São muitas as marcas chinesas que estrearam no Brasíl nos últimos tempos, mas a estratégia da Changan para o Brasil é completamente diferente daquela assumida pelas suas conterrâneas. Tão diferente que as vendas no Brasil começarão com carros nacionais e flex.
A estratégia distinta, porém, começa na forma como a operação foi estabelecida, porque a Changan não dispensou uma parceria com uma empresa local.
Chinesa e brasileira
Enquanto outras fabricantes chinesas estão estreando no Brasil como subsidiárias das suas matrizes, que financiam totalmente a operação, a Changan estabeleceu uma aliança com a Caoa.
Uma das exigências da empresa brasileira que também representa Chery e Subaru, e que foi responsável por construir a imagem da Hyundai no Brasil, foi que a nova operação se chamasse Caoa Changan. A fabricante chinesa topou.
Engenharia no Brasil
Nos últimos dois anos, o Brasil recebeu mais de 100 carros da Changan para testes de rodagem. O esforço envolveu mais de 200 engenheiros da Caoa e da Changan. Essa estreita relação técnica entre as duas empresas tem o objetivo de adaptar ao máximo os carros da nova marca para o mercado brasileiro, com melhorias em suspensão, direção, interface eletrônica e até em termos de acabamento.
O esforço de adaptação dos carros também se repetiu na China. O enorme campo de provas da Changan, nos arredores de Chongqing, tem uma pista que simula as agruras das vias brasileiras, com paralelepípedo desencontrado, calçamento de pedra, emendas de via, ondulações e até mesmo uma sequência de lombadas que eles consideram muito altas mas que, para um brasileiro, é apenas normal.

Carros flex desde o lançamento
Questionado, em entrevista, sobre como a Changan pretende concorrer com suas conterrâneas, o vice-presidente executivo da Changan, Peng Tao, deu um breve sorriso e detalhou que a fabricante tem 10 centros de pesquisa e desenvolvimento pelo mundo, mais de 24.000 funcionários envolvidos só nisso.
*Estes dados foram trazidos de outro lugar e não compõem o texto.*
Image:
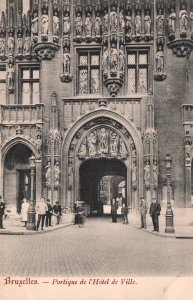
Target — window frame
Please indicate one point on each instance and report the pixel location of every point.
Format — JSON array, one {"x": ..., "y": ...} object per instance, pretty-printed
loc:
[
  {"x": 30, "y": 80},
  {"x": 137, "y": 66},
  {"x": 89, "y": 67}
]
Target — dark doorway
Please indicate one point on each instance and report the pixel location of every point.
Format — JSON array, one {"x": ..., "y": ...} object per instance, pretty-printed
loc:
[{"x": 92, "y": 175}]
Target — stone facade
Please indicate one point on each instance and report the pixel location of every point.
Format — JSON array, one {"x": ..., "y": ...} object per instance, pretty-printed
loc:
[{"x": 96, "y": 87}]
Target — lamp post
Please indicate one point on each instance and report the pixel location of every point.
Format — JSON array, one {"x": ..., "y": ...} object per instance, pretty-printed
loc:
[
  {"x": 31, "y": 218},
  {"x": 169, "y": 213}
]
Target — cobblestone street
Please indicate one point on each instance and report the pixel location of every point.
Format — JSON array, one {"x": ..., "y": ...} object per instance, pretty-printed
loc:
[{"x": 100, "y": 248}]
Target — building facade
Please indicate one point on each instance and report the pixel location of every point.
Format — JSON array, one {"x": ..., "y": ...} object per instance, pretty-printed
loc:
[{"x": 96, "y": 89}]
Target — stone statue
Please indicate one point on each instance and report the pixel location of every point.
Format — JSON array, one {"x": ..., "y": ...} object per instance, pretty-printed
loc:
[
  {"x": 55, "y": 24},
  {"x": 147, "y": 24},
  {"x": 56, "y": 174},
  {"x": 121, "y": 21},
  {"x": 44, "y": 23},
  {"x": 82, "y": 150},
  {"x": 128, "y": 24},
  {"x": 98, "y": 24},
  {"x": 92, "y": 144},
  {"x": 113, "y": 144},
  {"x": 66, "y": 61},
  {"x": 160, "y": 60},
  {"x": 138, "y": 25},
  {"x": 113, "y": 57},
  {"x": 66, "y": 23},
  {"x": 78, "y": 24},
  {"x": 105, "y": 60},
  {"x": 10, "y": 77},
  {"x": 147, "y": 174},
  {"x": 113, "y": 20},
  {"x": 106, "y": 22},
  {"x": 172, "y": 22},
  {"x": 160, "y": 23},
  {"x": 103, "y": 141},
  {"x": 88, "y": 25},
  {"x": 10, "y": 43},
  {"x": 121, "y": 59},
  {"x": 48, "y": 173},
  {"x": 34, "y": 26},
  {"x": 122, "y": 149},
  {"x": 183, "y": 20}
]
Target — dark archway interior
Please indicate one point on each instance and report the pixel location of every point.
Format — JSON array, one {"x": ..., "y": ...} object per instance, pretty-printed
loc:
[{"x": 91, "y": 172}]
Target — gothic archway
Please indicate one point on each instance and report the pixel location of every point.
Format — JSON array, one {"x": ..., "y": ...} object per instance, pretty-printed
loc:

Ele ainda emendou que a estreia da marca no Brasil com um carro flex, por si só, é um meio de diferenciação das outras fabricantes chinesas.

O carro em questão é o Changan Uni-T, que começa a ser vendido no final de março com motor 1.5 turbo flex com 180 cv e 30,6 kgfm. O SUV cupê com porte de Jeep Compass ficou 1 cv mais potente do que na China com a adaptação do seu motor para o etanol.
Carro chinês com motor flex nem é novidade no Brasil. O primeiro foi o esquecido Chery S-18, de 2012, cinco anos antes da Caoa assumir a operação da marca no Brasil. Depois, a JAC também investiu na tecnologia. Marcas chinesas com presença mais recente no Brasil, nomeadamente GWM, BYD e Omoda & Jaecoo dizem ter motores flex prontos, mas ainda não introduziram no mercado.
Produção nacional desde o início
Em vez de começar as vendas com carros importados, a parceria com a Caoa possibilitou que os Changan Uni-T façam sua estreia no Brasil já com montagem nacional. Isso é inédito entre as marcas chinesas, que ou iniciaram suas operações com importados antes de estabelecer fábrica ou apenas anunciaram a intenção de ter produção no Brasil, com previsão de investimento mas sem definir ou anunciar um local.

As linhas da fábrica da Caoa em Anápolis (GO), que até meses atrás montavam os velhos Hyundai Tucson e HR, foram adaptadas (também com a ajuda dos chineses) para a montagem dos Changan. Também desde o início, alguns componentes são nacionais e existe o esforço para que mais peças do carro tenham produção local no futuro.
Carros a combustão antes dos híbridos
Outra estratégia diferente da Caoa Changan está em não iniciar suas vendas no Brasil com um carro híbrido. Seu primeiro carro de volume é um SUV cupê a combustão, enquanto a divisão de luxo Avatr já tem 30 unidades do elétrico Avatr 11 vendidas. Isto, porém, foi pensado friamente.

De acordo com Peng Tao, transformar o motor 1.5 turbo em flex representa um grande investimento e, também, que a estratégia da Changan é de longo prazo. “Não é simples levar tecnologia PHEV ou EREV para o Brasil, e um motivo para isso é que nós respeitamos o mercado brasileiro e a demanda”, diz o vice-presidente.
“Tendo esse motor flex como base nós, na verdade, podemos rapidamente trazer nossos outros produtos para o Brasil”, completou o executivo remetendo ao contexto da adaptação dos carros da Changan ao gosto do brasileiro. Os primeiros híbridos serão lançados no Brasil ainda em 2026.